Diakon Hermann Hower aus der Pfarreiengemeinschaft Bernkastel-Kues war sowohl in Bolivien als auch in Indien mit dabei und war begeistert von der selbst organisierten lebendigen Kirche und den kleineren Basisgemeinden, in denen gemeinsam die Bibel gelesen und besprochen wird. Dieses Bibel-Teilen führte die Gemeinde daraufhin auch in Firmvorbereitungen und Gremien ein. Nach indischem Vorbild gibt es in Bernkastel-Kues seit eineinhalb Jahren ein solches Angebot speziell für Kinder. Die Neun- bis Zwölfjährigen lesen in der Kinder-Mitmach-Kirche, die einmal im Monat angeboten wird, Bibelgeschichten, sprechen darüber und dürfen das gehörte in der Kinderbibelecke in der Kirche mit Gegenständen und Figuren nachstellen. „Ich erlebe da Kinder, die zunehmend begeistert dabei sind, die mittlerweile über ihren Glauben reden und die Bibel auslegen in ihrer Sprache“, sagt Hower. Er will auf jeden Fall weitermachen und das auch gerne über seine Gemeinde hinaus tragen.
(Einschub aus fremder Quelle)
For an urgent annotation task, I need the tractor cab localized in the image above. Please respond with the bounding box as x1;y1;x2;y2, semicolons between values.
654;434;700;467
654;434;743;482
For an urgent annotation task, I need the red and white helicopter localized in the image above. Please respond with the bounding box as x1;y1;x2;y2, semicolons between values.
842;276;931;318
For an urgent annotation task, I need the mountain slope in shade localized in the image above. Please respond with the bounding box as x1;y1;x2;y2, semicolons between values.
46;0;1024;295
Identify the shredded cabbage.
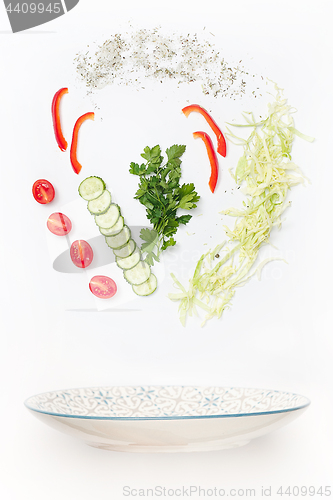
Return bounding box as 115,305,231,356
168,86,314,326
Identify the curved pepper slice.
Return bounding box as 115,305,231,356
70,113,95,174
51,87,68,151
193,132,219,193
182,104,227,156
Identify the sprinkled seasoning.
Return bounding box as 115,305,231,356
75,28,263,98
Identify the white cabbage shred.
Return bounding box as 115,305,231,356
169,86,313,326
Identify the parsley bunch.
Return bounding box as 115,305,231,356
129,144,200,265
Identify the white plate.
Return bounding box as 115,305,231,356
25,386,310,452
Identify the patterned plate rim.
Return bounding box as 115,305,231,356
24,385,311,421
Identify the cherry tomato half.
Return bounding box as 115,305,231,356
89,276,117,299
46,212,72,236
70,240,94,268
32,179,54,205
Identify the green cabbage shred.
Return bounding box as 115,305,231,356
168,85,314,326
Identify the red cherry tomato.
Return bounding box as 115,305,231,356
47,212,72,236
70,240,94,268
89,276,117,299
32,179,54,205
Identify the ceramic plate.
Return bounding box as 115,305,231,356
25,386,310,452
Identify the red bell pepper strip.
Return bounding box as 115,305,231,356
70,113,95,174
193,132,219,193
182,104,227,156
51,88,68,151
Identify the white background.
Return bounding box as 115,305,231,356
0,0,333,500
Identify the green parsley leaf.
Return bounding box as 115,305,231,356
130,144,200,266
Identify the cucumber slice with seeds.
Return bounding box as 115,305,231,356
79,177,105,201
113,239,136,259
124,260,151,285
99,216,124,236
95,203,120,229
105,226,131,249
88,189,112,215
116,248,141,270
132,273,157,297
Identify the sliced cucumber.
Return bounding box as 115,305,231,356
79,177,105,201
99,216,124,236
113,239,136,259
124,260,151,285
116,248,141,270
132,273,157,297
105,226,131,248
95,203,120,229
88,189,112,215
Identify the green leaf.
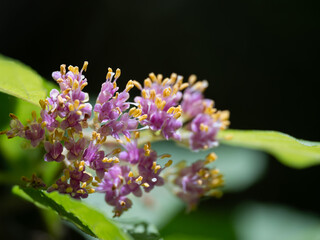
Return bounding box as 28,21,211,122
12,186,130,240
0,55,57,105
234,203,320,240
219,129,320,168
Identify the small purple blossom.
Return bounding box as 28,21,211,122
189,114,221,150
44,142,64,162
25,123,45,147
65,138,86,160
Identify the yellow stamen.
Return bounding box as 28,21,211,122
188,74,197,85
139,114,148,121
114,68,121,79
132,80,142,90
144,78,152,88
149,73,157,82
164,159,172,167
179,83,189,91
81,61,89,72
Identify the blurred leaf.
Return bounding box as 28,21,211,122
160,204,237,240
12,186,130,240
152,142,267,192
235,203,320,240
0,55,57,105
219,129,320,168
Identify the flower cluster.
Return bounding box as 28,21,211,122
1,62,229,216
Zum Ende des Projekts wünschen sich alle Teilnehmer die Begleitung des Bistums für die weitere Arbeit der Lokalen Kirchenentwicklung. Es brauche Rahmenbedingungen, Ansprechpartner und Möglichkeiten der Informationssuche, die die Pfarreien unterstützen und vernetzen, so die Teilnehmer der Projektrunde. Gemeinsame Studientage und Reflexionen untereinander hätten sie innerhalb der drei Projektjahre gestärkt und auch mühsamere Wege überwinden lassen. Für DWK-Leiter Kuhn ist es ein Ergebnis der Abschlussreflexion, zu sehen „wie wertvoll es ist, sich gemeinsam auf den Weg zu machen und mit anderen Initiativen austauschen zu können“. Mechthild Schabo, Direktorin des Bereichs Pastoral und Gesellschaft, ist erfreut, dass das Projekt so begeistert aufgenommen worden ist. Generalvikar Ulrich Graf von Plettenberg zieht ebenfalls eine positive Projektbilanz im Hinblick auf die Synodenumsetzung, zu der auch Lokale Kirchenentwicklung zählt.